Kibana is a Typescript/Javascript product to create visuals of logs. OpenSearch's Dashboards is the Apache licensed fork of this. Kibana is great when you know what you are looking for. But what if you don't?
Example
I have a small Kafka cluster of three nodes using the Raft protocol. I send messages then check a consumer has read all the messages. This integration test passes every time. There are no ERRORs. However, every so often, this test takes over 2 minutes when it should take about 20 seconds.
The number of lines on a good run is 4.5k and on the bad run about 20k. Twenty thousand lines is a lot to go through when you don't know what you're looking for.

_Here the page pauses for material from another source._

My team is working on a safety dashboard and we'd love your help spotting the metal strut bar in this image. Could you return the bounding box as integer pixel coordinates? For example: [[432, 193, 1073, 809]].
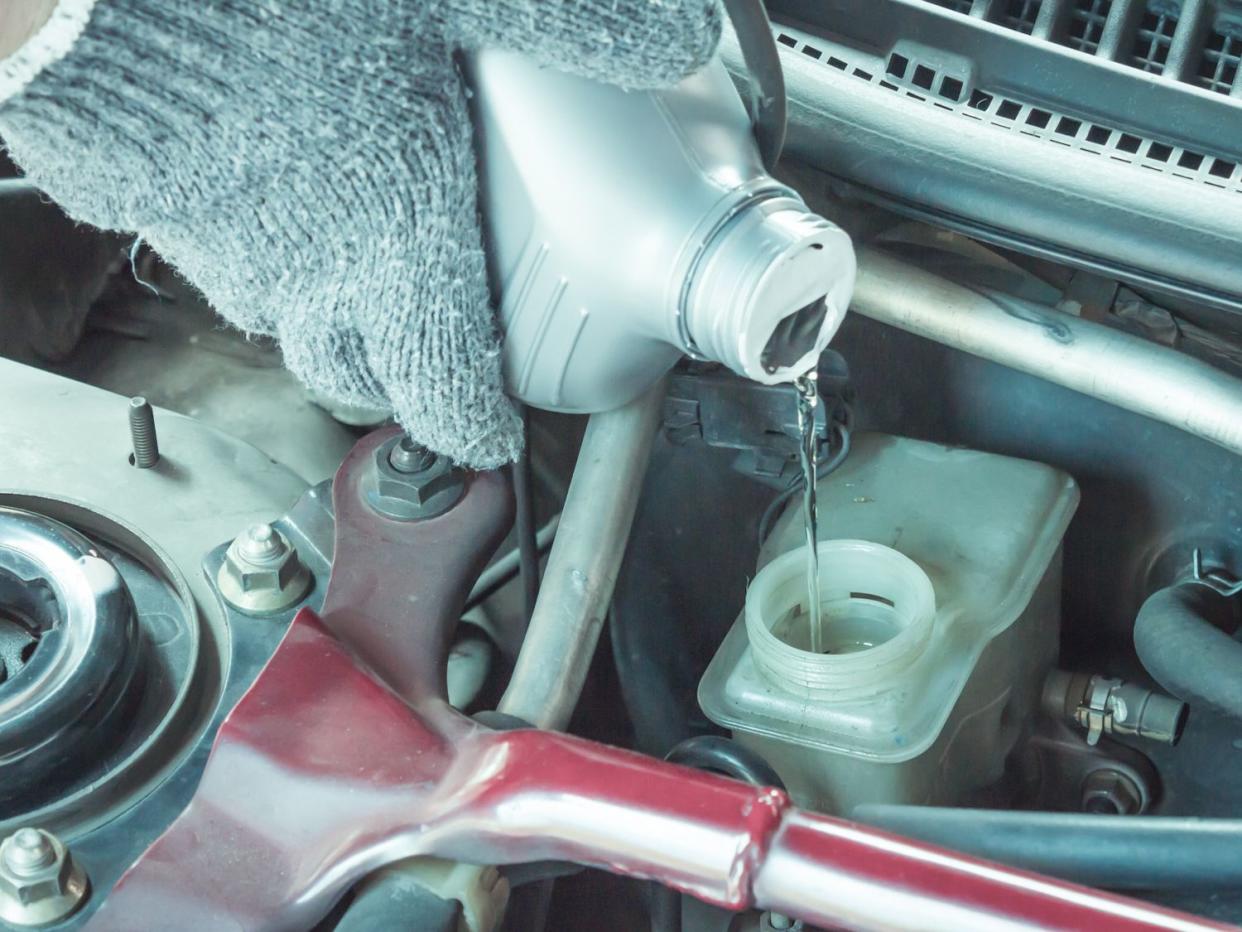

I slightly adapted the code here to turn my logs into TF-IDF vectors and used Locality Sensitive Hashing to map them to a lower dimensional space. Now, we can visualise what's going on.
The good run looks like this:
Note that there are two dominant lines that map to:
[2023-07-04 14:13:10,089] INFO [TransactionCoordinator id=2] Node 1 disconnected. (org.apache.kafka.clients.NetworkClient)
[2023-07-04 14:13:10,089] WARN [TransactionCoordinator id=2] Connection to node 1 (localhost/127.0.0.1:9091) could not be established. Broker may not be available. (org.apache.kafka.clients.NetworkClient)
The bad run looks like this:
Here, the dominant lines in the diagram that are from:
[2023-07-04 14:16:21,755] WARN [TransactionCoordinator id=2] Connection to node 1 (localhost/127.0.0.1:9091) could not be established. Broker may not be available. (org.apache.kafka.clients.NetworkClient)
[2023-07-04 14:16:21,805] INFO [TransactionCoordinator id=2] Node 1 disconnected. (org.apache.kafka.clients.NetworkClient)
[2023-07-04 14:16:21,805] WARN [TransactionCoordinator id=2] Connection to node 3 (localhost/127.0.0.1:9093) could not be established. Broker may not be available. (org.apache.kafka.clients.NetworkClient)
[2023-07-04 14:16:21,805] INFO [TransactionCoordinator id=2] Node 3 disconnected. (org.apache.kafka.clients.NetworkClient)
Although I've fixed the Kafka issue I was facing, applying ML to the logs was only a partial help. I still need to understand the Kafka Raft code better before it can truly be of use.